Job fails with unexpected death of autodetect.
Occurs in repeated runs, at same latest timestamp 2018-10-09 15:29:11 (UTC).
This corresponds with the end of the timeseries for 302; however job end date was specified as 2018-12-31 00:00:00

[2018-05-14T10:14:04,309][INFO ][o.e.x.m.a.TransportPutDatafeedAction] [node1] Created datafeed [datafeed-ga3-count-302-15m]
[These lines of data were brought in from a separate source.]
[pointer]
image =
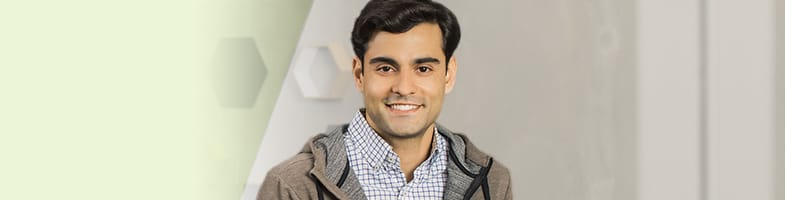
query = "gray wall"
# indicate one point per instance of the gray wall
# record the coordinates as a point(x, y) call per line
point(547, 87)
point(779, 100)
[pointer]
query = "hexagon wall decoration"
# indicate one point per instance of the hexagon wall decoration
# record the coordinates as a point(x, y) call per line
point(238, 72)
point(322, 72)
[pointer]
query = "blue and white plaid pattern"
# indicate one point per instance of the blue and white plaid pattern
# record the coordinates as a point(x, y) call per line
point(378, 167)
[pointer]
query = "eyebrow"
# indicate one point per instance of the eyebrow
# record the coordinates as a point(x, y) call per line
point(426, 60)
point(384, 60)
point(395, 63)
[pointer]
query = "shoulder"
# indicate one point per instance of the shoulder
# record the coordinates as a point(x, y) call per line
point(292, 170)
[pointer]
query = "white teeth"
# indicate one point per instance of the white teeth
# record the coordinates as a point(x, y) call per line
point(403, 107)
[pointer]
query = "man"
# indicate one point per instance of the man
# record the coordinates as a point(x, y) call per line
point(392, 148)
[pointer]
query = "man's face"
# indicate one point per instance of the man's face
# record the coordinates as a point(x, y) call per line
point(404, 80)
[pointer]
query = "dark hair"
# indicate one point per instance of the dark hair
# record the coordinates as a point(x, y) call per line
point(398, 16)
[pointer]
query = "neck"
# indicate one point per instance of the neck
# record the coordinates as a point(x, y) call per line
point(412, 151)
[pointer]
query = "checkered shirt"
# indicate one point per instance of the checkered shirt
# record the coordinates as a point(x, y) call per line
point(378, 167)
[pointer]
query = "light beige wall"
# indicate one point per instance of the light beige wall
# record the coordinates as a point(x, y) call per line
point(238, 98)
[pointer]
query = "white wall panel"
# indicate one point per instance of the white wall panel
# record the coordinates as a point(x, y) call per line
point(669, 101)
point(740, 93)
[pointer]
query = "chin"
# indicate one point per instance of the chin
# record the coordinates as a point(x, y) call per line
point(407, 132)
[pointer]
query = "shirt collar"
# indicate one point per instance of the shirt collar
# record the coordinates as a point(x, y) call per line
point(378, 152)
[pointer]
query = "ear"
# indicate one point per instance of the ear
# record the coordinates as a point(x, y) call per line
point(357, 72)
point(452, 68)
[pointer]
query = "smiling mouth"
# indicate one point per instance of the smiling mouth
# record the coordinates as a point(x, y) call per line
point(403, 107)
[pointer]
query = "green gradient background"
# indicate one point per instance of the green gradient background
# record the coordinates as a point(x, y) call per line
point(110, 100)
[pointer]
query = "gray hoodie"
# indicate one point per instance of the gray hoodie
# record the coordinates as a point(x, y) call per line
point(321, 171)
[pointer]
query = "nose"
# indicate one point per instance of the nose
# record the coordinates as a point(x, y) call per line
point(405, 84)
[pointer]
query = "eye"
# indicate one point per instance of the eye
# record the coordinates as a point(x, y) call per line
point(385, 68)
point(423, 69)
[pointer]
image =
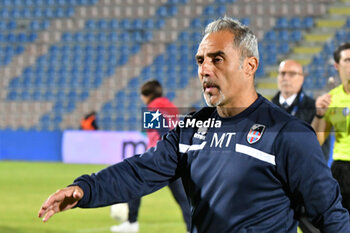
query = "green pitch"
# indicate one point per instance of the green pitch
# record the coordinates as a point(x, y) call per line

[2018-05-14T10:14:04,499][INFO ][o.e.x.m.j.p.a.AutodetectProcessManager] [node1] Opening job [ga3-count-302-15m]
[2018-05-14T10:14:04,555][INFO ][o.e.x.m.j.p.a.AutodetectProcessManager] [node1] [ga3-count-302-15m] Loading model snapshot [N/A], job latest_record_timestamp [N/A]
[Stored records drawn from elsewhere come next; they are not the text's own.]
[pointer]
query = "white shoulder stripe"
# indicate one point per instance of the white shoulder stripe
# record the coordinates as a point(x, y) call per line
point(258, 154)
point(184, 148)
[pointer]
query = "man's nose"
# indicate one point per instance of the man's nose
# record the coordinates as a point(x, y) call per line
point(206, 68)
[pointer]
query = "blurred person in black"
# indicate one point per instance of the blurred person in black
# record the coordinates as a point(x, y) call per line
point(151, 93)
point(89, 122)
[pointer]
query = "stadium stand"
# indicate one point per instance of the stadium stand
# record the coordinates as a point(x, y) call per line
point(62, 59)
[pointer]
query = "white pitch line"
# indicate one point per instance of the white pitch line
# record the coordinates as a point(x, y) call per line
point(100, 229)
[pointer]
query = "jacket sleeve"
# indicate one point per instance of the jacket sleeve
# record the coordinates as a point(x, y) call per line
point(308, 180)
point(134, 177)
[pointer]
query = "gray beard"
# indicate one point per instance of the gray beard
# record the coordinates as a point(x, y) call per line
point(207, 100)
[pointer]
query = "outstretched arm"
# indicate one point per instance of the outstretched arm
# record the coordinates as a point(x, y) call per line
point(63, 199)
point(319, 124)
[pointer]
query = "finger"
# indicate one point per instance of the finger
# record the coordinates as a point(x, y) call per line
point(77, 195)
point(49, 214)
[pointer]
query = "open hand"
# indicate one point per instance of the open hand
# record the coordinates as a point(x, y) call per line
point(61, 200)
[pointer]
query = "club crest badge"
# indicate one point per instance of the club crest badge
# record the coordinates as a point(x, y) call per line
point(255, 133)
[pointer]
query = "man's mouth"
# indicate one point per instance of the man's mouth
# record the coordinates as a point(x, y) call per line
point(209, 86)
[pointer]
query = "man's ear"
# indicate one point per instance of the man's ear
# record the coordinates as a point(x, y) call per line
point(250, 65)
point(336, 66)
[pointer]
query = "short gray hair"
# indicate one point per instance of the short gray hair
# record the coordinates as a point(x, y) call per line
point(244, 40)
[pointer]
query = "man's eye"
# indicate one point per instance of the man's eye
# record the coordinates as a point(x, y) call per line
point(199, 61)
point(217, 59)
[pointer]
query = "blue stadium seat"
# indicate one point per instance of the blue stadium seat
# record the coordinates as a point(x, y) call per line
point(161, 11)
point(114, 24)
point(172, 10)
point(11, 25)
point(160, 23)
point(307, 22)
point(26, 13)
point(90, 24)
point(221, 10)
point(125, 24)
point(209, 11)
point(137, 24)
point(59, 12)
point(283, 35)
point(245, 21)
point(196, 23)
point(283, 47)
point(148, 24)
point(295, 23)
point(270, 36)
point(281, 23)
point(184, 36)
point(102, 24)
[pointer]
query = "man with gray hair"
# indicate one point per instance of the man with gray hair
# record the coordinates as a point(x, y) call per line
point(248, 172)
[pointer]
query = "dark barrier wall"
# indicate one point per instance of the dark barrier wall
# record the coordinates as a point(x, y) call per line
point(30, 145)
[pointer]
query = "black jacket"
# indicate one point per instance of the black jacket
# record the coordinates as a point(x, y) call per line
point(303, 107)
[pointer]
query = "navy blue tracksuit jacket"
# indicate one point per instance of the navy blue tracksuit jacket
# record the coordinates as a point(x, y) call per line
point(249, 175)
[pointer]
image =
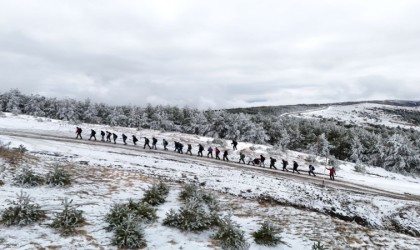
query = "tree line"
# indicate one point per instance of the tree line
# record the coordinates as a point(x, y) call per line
point(395, 149)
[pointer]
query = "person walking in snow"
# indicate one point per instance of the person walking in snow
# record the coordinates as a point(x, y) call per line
point(241, 158)
point(165, 144)
point(78, 133)
point(200, 150)
point(135, 140)
point(225, 153)
point(124, 139)
point(146, 143)
point(154, 142)
point(180, 147)
point(114, 136)
point(285, 163)
point(217, 153)
point(189, 148)
point(295, 166)
point(272, 163)
point(92, 134)
point(210, 152)
point(332, 173)
point(311, 170)
point(108, 136)
point(262, 159)
point(255, 161)
point(234, 143)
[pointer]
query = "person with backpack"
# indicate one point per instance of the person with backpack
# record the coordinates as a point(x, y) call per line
point(146, 143)
point(217, 153)
point(114, 136)
point(225, 153)
point(272, 163)
point(234, 143)
point(124, 139)
point(332, 173)
point(200, 150)
point(210, 152)
point(135, 140)
point(92, 134)
point(285, 163)
point(311, 170)
point(295, 166)
point(180, 147)
point(262, 159)
point(189, 148)
point(154, 142)
point(108, 136)
point(78, 133)
point(165, 144)
point(255, 161)
point(241, 157)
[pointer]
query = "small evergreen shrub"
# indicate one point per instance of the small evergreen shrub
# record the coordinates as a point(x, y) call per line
point(156, 194)
point(120, 212)
point(69, 219)
point(144, 211)
point(230, 236)
point(116, 216)
point(188, 191)
point(318, 246)
point(360, 168)
point(193, 217)
point(58, 177)
point(22, 211)
point(28, 178)
point(129, 233)
point(267, 235)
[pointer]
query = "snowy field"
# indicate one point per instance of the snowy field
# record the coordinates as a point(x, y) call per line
point(364, 113)
point(105, 173)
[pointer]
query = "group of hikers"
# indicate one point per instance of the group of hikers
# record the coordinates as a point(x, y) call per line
point(106, 136)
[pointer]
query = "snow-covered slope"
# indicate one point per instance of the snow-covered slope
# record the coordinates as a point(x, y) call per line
point(106, 173)
point(364, 113)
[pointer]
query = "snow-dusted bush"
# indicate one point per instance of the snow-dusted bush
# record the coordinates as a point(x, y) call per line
point(267, 235)
point(28, 178)
point(230, 236)
point(318, 246)
point(193, 216)
point(58, 177)
point(68, 220)
point(129, 234)
point(156, 194)
point(22, 211)
point(116, 215)
point(143, 212)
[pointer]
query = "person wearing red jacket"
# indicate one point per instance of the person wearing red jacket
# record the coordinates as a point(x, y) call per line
point(332, 173)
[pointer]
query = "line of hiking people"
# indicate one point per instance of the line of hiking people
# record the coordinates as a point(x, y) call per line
point(179, 147)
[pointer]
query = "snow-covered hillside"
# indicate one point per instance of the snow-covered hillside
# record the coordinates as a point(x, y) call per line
point(308, 209)
point(364, 113)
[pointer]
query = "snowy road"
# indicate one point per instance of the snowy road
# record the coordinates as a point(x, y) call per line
point(135, 150)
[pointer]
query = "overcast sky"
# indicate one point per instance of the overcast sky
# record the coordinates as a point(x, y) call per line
point(211, 54)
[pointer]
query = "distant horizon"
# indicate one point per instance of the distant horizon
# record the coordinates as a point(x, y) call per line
point(297, 104)
point(211, 54)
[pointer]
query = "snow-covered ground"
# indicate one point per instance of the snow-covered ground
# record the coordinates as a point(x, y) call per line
point(106, 173)
point(364, 113)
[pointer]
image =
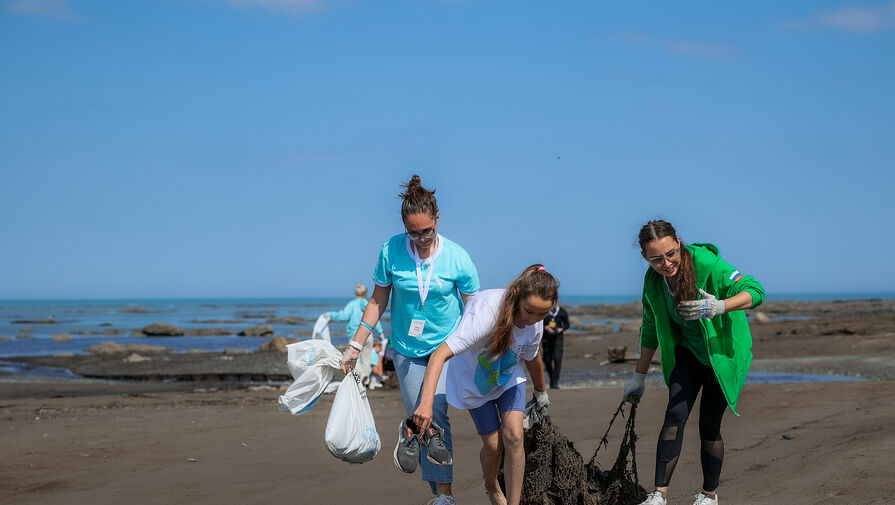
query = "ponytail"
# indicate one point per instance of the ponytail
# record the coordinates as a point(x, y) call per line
point(417, 199)
point(534, 280)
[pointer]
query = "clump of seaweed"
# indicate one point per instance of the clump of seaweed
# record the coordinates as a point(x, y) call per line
point(555, 472)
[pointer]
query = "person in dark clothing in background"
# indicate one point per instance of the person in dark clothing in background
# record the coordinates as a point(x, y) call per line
point(555, 325)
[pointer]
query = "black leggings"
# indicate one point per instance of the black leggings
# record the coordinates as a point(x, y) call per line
point(688, 376)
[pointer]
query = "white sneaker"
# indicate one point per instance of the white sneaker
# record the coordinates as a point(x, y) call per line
point(702, 499)
point(655, 498)
point(442, 499)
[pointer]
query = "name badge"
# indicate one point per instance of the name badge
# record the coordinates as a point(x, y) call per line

[2018-05-14T10:14:04,705][INFO ][o.e.x.m.j.p.l.CppLogMessageHandler] [ga3-count-302-15m] [autodetect/6086] [CResourceMonitor.cc@67] Setting model memory limit to 20 MB
[2018-05-14T10:14:04,740][INFO ][o.e.x.m.j.p.a.AutodetectProcessManager] [node1] Successfully set job state to [opened] for job [ga3-count-302-15m]
[2018-05-14T10:14:05,227][INFO ][o.e.x.m.d.DatafeedJob    ] [ga3-count-302-15m] Datafeed started (from: 1970-01-02T10:00:00.000Z to: 2018-12-31T00:00:00.000Z) with frequency [450000ms]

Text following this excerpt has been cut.